Amnesty : En Syrie, plus de 500 civils malades et blessés toujours bloqués

La source : Amnesty

En Syrie, 529 patients attendent toujours une prise en charge médicale d’urgence. Le gouvernement syrien doit permettre leur évacuation immédiate de la Ghouta orientale assiégée.

Les médecins et autres professionnels de la santé de la Ghouta orientale ne sont pas en mesure de dispenser des soins médicaux adaptés en raison de la pénurie de matériel chirurgical, de matériel médical et de médicaments, en particulier pour le traitement de maladies chroniques telles que le cancer, les troubles cardiaques et le diabète.

Les malades, monnaie d’échange du gouvernement syrien

Le 27 décembre 2017, le gouvernement syrien a approuvé l’évacuation sanitaire de 29 personnes dans un état critique depuis la Ghouta orientale. 17 mineurs, six femmes et six hommes ont été transférés dans des hôpitaux à Damas, où ils sont pris en charge pour des blessures ou des maladies graves.

Des professionnels de la santé ont confirmé les informations selon lesquelles l’accord pour l’évacuation avait été donné à l’issue de négociations ayant abouti à la libération de personnes détenues par l’opposition armée.

Au total, 572 personnes attendaient le feu vert du gouvernement syrien pour bénéficier d’une évacuation pour raisons médicales depuis le mois de juillet 2017. Selon des professionnels de la santé de la Ghouta orientale, 14 personnes sont mortes alors qu’elles attendaient une évacuation sanitaire.

Les 529 autres patients blessés ou malades ont toujours besoin d’une prise en charge médicale urgente.

La Ghouta orientale assiégée

Assiégée par les forces gouvernementales et proche de Damas, la Ghouta orientale est une région où vivent 400 000 civils.

En février 2017, les autorités syriennes ont fermé tous les tunnels de contrebande qui permettaient depuis plusieurs années de faire entrer un minimum de nourriture, d’eau et de fournitures médicales.
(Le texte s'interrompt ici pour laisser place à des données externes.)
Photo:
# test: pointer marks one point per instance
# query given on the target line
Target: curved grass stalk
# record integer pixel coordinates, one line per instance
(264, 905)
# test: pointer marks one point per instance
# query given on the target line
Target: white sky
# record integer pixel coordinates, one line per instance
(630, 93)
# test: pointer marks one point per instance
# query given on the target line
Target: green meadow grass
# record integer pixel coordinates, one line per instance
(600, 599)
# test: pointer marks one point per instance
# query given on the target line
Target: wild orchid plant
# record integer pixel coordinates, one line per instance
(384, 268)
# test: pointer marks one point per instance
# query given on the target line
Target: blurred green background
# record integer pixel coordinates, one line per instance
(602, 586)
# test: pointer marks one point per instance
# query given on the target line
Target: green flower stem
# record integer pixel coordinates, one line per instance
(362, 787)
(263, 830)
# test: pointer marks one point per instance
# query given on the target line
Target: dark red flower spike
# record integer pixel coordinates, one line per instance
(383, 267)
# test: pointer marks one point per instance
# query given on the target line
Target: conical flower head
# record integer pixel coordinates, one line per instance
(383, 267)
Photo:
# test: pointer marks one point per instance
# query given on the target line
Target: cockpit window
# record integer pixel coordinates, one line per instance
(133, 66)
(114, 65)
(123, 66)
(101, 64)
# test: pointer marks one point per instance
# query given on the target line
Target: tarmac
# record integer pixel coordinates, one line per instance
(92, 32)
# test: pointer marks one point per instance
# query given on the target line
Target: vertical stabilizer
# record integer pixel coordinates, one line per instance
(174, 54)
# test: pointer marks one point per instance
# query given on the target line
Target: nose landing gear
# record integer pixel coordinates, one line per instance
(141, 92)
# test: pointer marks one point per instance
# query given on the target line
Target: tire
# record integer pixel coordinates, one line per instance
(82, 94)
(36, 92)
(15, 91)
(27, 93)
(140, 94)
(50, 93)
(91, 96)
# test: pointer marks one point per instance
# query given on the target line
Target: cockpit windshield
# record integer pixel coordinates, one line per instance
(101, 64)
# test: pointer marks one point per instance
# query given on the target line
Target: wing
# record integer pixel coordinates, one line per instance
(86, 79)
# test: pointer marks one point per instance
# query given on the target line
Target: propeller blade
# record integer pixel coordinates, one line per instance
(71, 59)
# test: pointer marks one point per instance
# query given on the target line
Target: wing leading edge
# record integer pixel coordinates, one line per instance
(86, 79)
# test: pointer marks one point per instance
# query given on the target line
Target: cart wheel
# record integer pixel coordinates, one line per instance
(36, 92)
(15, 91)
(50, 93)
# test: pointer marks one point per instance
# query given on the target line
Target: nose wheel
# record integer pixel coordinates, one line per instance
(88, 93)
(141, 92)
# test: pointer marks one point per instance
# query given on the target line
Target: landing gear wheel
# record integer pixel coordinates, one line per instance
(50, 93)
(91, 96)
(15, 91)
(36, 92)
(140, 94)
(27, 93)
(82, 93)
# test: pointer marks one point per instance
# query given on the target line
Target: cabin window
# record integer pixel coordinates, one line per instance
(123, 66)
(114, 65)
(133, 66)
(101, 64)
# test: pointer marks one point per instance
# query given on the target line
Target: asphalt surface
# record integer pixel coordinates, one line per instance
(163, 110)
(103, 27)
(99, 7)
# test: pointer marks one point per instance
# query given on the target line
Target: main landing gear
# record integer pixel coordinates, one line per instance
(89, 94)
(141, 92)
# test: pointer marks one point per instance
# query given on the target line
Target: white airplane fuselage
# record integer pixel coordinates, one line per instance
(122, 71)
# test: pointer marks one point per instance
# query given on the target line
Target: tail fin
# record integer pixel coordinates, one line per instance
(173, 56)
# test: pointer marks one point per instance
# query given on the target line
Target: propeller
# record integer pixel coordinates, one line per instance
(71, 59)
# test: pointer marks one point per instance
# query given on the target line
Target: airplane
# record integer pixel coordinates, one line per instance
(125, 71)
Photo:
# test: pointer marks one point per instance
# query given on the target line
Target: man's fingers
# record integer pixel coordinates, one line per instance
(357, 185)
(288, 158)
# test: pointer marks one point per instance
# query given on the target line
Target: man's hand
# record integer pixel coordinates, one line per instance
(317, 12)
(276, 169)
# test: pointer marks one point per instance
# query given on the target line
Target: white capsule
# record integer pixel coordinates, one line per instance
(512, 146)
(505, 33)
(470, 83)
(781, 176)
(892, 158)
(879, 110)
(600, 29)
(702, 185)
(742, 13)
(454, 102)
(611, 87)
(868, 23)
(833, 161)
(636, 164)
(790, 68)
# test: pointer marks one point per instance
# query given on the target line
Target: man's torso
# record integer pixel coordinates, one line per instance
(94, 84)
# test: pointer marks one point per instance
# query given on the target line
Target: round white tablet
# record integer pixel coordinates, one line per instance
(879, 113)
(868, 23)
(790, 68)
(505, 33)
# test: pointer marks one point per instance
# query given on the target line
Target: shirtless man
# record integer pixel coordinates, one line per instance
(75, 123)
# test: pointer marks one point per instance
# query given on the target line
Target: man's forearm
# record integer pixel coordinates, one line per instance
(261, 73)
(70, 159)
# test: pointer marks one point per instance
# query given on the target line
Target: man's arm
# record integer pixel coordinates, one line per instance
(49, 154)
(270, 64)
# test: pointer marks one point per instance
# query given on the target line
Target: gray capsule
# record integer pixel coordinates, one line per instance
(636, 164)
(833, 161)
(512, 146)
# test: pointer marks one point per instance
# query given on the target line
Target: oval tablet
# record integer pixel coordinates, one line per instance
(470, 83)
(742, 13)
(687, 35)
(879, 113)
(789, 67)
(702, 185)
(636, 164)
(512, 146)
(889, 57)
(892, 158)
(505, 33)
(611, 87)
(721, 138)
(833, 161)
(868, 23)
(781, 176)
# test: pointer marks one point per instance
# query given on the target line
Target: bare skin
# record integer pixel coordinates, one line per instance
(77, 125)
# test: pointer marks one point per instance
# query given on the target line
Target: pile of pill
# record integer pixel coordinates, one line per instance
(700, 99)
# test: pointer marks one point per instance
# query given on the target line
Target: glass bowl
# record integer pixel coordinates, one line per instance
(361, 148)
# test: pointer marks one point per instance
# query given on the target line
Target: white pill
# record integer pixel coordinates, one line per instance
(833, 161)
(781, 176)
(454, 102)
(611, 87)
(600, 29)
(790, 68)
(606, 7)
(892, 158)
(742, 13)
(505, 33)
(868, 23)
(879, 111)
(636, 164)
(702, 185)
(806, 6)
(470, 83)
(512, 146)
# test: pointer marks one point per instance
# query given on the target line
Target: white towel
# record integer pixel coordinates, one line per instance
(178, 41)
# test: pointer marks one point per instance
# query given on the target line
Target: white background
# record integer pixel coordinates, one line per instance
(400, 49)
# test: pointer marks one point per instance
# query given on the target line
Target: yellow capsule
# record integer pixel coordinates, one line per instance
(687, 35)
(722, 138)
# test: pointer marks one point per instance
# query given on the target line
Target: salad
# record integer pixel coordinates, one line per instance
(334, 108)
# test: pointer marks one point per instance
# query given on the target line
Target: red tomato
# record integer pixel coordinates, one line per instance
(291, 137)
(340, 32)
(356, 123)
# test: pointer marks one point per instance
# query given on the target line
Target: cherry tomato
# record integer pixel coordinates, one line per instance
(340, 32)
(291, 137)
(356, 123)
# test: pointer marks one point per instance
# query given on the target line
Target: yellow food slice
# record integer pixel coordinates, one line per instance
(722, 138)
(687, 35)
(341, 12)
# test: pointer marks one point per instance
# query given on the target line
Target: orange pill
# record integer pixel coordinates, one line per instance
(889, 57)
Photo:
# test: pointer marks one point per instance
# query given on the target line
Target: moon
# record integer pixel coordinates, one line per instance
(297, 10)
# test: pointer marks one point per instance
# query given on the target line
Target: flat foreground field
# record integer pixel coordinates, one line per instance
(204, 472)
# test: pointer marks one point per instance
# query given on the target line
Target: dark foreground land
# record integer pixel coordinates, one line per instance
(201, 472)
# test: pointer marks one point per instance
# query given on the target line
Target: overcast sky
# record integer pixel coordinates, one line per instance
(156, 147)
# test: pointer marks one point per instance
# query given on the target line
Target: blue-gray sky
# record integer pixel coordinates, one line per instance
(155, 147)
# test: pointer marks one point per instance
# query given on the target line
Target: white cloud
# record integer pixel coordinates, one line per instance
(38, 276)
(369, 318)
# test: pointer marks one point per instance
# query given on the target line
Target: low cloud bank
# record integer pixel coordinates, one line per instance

Le 3 octobre, le gouvernement syrien a renforcé le siège en fermant le dernier point d’entrée dans la ville de Douma, le poste de contrôle d’al Wafideen, empêchant l’accès de l’aide médicale et humanitaire et entravant la liberté de circulation de la population civile.

Seuls deux convois d’aide ont été autorisés à entrer depuis lors, mais toutes les fournitures médicales qu’ils contenaient ont été saisies par les autorités.

Depuis le mois d’octobre, la situation humanitaire dans la Ghouta orientale s’est fortement détériorée, en raison de l’augmentation fulgurante des prix des médicaments et des produits alimentaires de base, comme le lait et le pain.

En novembre 2017, nous avions publié un rapport sur les déplacements de masse à l’intérieur de la Syrie qui dénonce la stratégie gouvernementale de recourir à des sièges prolongés pour déplacer de force la population locale. Les forces gouvernementales syriennes ont intensifié dans le même temps les frappes aériennes et les tirs d’artillerie sur la Ghouta orientale en utilisant des armes à sous-munitions interdites de fabrication soviétique et des roquettes improvisées, tuant et blessant des civils.